João Baptista Kussumua discursava na I Conferência sobre a Mulher e a Violência Doméstica em Angola, que decorre em Luanda.
Adiantou que o fenómeno constitui um grave problema que necessita de ser reconhecido e encarado pela sociedade e pelo Estado, adoptando políticas públicas que favoreçam a sua prevenção e combate, assim como contribuam para o reforço da rede de apoio à vítima.

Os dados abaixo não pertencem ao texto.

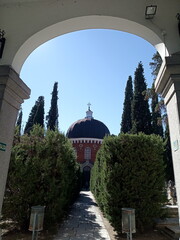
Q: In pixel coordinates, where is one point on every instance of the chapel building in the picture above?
(86, 136)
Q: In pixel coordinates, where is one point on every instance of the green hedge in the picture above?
(43, 171)
(129, 172)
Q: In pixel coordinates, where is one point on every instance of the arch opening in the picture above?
(82, 23)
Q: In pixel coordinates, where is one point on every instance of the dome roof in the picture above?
(88, 128)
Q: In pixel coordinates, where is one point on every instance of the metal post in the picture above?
(129, 234)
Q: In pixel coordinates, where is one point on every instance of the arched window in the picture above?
(87, 153)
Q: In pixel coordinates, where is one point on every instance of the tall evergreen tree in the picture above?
(19, 122)
(126, 123)
(36, 115)
(52, 117)
(168, 156)
(156, 115)
(141, 117)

Referiu que as questões de género constituem um factor indispensável no processo de desenvolvimento de Angola, visto que derruba as barreiras ligadas à educação tradicional, harmoniza as relações sociais, cria oportunidades iguais em todas as áreas e níveis e constrói uma sociedade onde o direitos humanos se fazem sentir,
Considerou imprescindível a implementação de acções de sensibilização, educação, capacitação e monitorização para que as comunidades possam perceber a necessidade de mudança de comportamentos, atitudes e práticas.
“O homem e a mulher são biologicamente diferentes mas socialmente iguais, já que estabelecem relações em si que se complementam, no respeito e na solidariedade", sublinhou.
Associou a violência doméstica ao impacto negativo que doenças como HIV/SIDA provocam as famílias e lembrou que em 2002 a Organização Mundial da Saúde (OMS) considerava que a violência, no seu conjunto, como uma das principais causas de morte e de lesões não-fatais no mundo.
Baptista Kussumua afirmou que, embora não seja um caso novo, a violência doméstica contra a mulher ganha maior visibilidade social pelo facto de ter deixado de ser um “assunto privado” passando a ser um “problema de saúde”.
Sugeriu que a prevenção seja baseada num modelo de desenvolvimento das comunidades que contribua para mudanças de atitudes, valores e comportamentos a favor de um ambiente de relações mais igualitário entre homens e mulheres.
Explicou quea Lei contra a Violência Doméstica, aprovada em 2011, incorpora pontos específicos de criminalização de agressões físicas ou psicológicas, políticas públicas de prevenção, a construção de abrigos para as vítimas sem recursos próprios, bem como apoio psicológico e material oferecido pelo Estado.
No II trimestre de 2011 registaram-se no país mil 86 casos de violência, dos quais foram vítimas 964 mulheres (89%) e 122 homens (11%).